Und der Schulleiter weiter: "Neben dem sachgerechten Handhaben der Waffen und deren Funktion, was durch Referent Matthias Kümmet vermittelt wird, ist der Einsatz der Waffe in der praktischen Jagdausübung bei der Erlegung von Wild und der damit in Zusammenhang stehenden Sicherheitsproblematik ein großes Anliegen. Ein Teil dieses wichtigen Ausbildungsabschnitts ist das Anschuss-Seminar".
18 Anwärter
Im Morgengrauen haben wir den Leiter der Jägerschule Kronach, Hubert Kelle und den Leiter des Nachsuchenrings im Jagdschutz- und Jägerverband der Kreisgruppe Kronach, Alexander Kelle bei ihren Prüfungs-Vorbereitungen begleitet.
Die 18 Jägeranwärter müssen das Untersuchen der Anschüsse auf Pirschzeichen erlernen, um daraus Erkenntnisse über den Sitz der Geschosse und deren Auswirkungen im Wildkörper beurteilen zu können. Zur Darstellung von möglichst praxisnahen Anschüssen wird ein durch Verkehrsunfall getötetes Rehwild verwendet, an dem kaum äußere Verletzungen erkennbar sind.
Das Ziel dieses Wochenendseminars ist für die teilnehmenden Jagdscheinanwärter das Bestehen der Jägerprüfung und die Erlangung des Jagdscheins.
Weder Schnitthaar noch Schweiß (waidmännische Bezeichnung für das Blut des Wildes) finden sich am Anschuss. Voreilig urteilt der Schütze, er habe das Reh verfehlt. Ein verheerender Fehler, wie Nachsuchenführer Alexander Kelle weiß. Denn häufig finden sich auch bei tödlichen Treffern kaum Pirschzeichen.
Pirschzeichen bewerten
Wie die Kursteilnehmer selbst die kleinsten Hinweise am Anschuss finden und richtig deuten, erklärt er den Seminarteilnehmern. Anschaulich vermittelt der Praktiker, worauf sie während und nach dem Schuss achten müssen und wie sie die gefundenen Pirschzeichen bewerten sollten.

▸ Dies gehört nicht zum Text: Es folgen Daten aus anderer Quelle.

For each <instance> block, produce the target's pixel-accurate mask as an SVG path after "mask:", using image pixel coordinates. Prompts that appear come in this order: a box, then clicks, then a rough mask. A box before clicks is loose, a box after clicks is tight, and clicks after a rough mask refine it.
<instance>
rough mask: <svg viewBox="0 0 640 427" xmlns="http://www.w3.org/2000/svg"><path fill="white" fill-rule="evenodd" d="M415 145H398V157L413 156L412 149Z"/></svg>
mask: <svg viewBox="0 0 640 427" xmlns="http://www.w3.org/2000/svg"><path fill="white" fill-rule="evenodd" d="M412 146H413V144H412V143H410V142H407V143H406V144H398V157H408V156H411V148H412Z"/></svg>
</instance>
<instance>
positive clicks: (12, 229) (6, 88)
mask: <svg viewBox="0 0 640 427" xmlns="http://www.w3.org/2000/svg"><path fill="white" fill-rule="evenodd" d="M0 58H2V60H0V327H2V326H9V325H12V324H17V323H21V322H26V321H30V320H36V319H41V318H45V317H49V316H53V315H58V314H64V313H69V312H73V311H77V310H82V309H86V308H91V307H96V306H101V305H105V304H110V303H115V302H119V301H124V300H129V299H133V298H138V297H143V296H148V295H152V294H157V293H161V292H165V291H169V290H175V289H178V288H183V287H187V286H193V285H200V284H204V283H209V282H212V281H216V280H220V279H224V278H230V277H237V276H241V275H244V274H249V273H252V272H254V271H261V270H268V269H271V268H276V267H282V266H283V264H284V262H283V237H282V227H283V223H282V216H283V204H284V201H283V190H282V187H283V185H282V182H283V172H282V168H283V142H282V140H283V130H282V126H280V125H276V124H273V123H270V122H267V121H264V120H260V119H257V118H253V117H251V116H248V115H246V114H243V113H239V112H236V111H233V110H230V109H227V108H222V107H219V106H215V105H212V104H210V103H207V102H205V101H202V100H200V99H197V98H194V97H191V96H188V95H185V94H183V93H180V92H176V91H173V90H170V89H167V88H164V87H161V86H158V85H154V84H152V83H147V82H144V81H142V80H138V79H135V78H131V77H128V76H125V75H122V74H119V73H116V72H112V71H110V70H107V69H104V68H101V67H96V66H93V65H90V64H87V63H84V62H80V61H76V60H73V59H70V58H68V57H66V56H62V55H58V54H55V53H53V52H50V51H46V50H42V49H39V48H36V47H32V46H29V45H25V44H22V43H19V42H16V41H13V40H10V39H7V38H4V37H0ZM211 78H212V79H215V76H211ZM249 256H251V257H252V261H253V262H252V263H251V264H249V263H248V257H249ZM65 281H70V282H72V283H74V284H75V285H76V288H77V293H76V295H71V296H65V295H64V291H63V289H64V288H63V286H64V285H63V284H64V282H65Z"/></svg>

Im praktischen Teil zeigt ihnen der Schweißhundeführer künstliche Anschüsse und Pirschzeichen wie Schweiß, Knochensplitter, Schnitt- und Risshaar. Der Berufsjäger gibt seine Erfahrungen weiter und geht auch auf das Verhalten der verschiedenen Wildarten nach dem Schuss ein.
Die Nachsuchenarbeit ist ein Spezialgebiet für jagdliche Hundeführer und praktizierter Tierschutz im Rahmen der Jagdausübung, informiert Alexander Kelle, der mit Jagdhund Quendolina zur Stelle ist.
"Der Jagdschein allein macht noch keinen guten Jäger"
"Nur durch verantwortungsbewusstes, tierschutzgerechtes und waidgerechtes Handeln bei der Jagdausübung können wir als Jäger in der Öffentlichkeit bestehen. Der Jagdschein allein macht noch keinen guten Jäger. Die Einstellung zu Wild, Wald und Natur, das Wissen und verantwortungsbewusste Handeln bei der Jagdausübung, der respektvolle Umgang mit den Mitgeschöpfen spielt für einen guten Jäger eine enorm wichtige Rolle, erklären die beiden Jagdexperten ihren Jägerschülern". Ein nächster Jungjägerkurs an der Kronacher Jägerschule beginnt im Oktober 2015.